Columbia County Spotlight
- Type: Weekly newspaper
- Owner: Carpenter Media Group
- Publisher: Nikki DeBuse
- Editor: Mark Miller
- Founded: 1961
- Language: English
- Headquarters: 52490 SE Second St. Scappoose, Oregon 97056
- Circulation: 5,093 (as of 2022)
- Website: columbiacountyspotlight.com

= Columbia County Spotlight =

Weekly newspaper published in Scappoose, Oregon

The Columbia County Spotlight, previously known as the Scappoose Spotlight and the South County Spotlight, is a weekly newspaper in Columbia County, Oregon, United States, established in 1961. The paper serves Scappoose and St. Helens, and covers communities along Highway 30 from Linnton and Sauvie Island to Clatskanie. The editorial staff is based in Scappoose, while some administration and creative services are based in Milwaukie at the headquarters of Pamplin Media Group, which owns the newspaper. The Spotlight is one of a number of community newspapers in the group, including the Forest Grove News-Times and the Portland Tribune.
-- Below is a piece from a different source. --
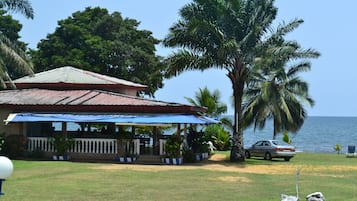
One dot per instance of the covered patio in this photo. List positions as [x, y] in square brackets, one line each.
[101, 136]
[103, 115]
It is a general member of the Oregon Newspaper Publishers Association and its coverage has been cited by other newspapers in the area, including The Oregonian. The paper it is part of the Northwest News Partnership, along with Daily Astorian and the EO Media Group.

== History ==
Paul Robinson established the Vernonia Eagle in August 1922. He sold it to Mark Moe in the late 1920s, and the paper was owned by Ray Fisher in the 1930s. Marvin Kamholz purchased the Eagle in 1937, and sold it to Jerry Moore in 1970 along with the Scappoose Spotlight, established in 1961. The two papers were merged in September 1974 to form the Columbia County Herald, but maintained separate front pages for the Scappoose and Vernonia editions. Moore published the paper until 1975 when he died at age 39. The paper was then acquired by Don Van Deusen, who owned the St. Johns Review. By 2012, the newspaper was called the South County Spotlight and owned by Pamplin Media Group. In 2024, Robert B. Pamplin Jr. sold his newspaper company, including the Columbia County Spotlight, to Carpenter Media Group.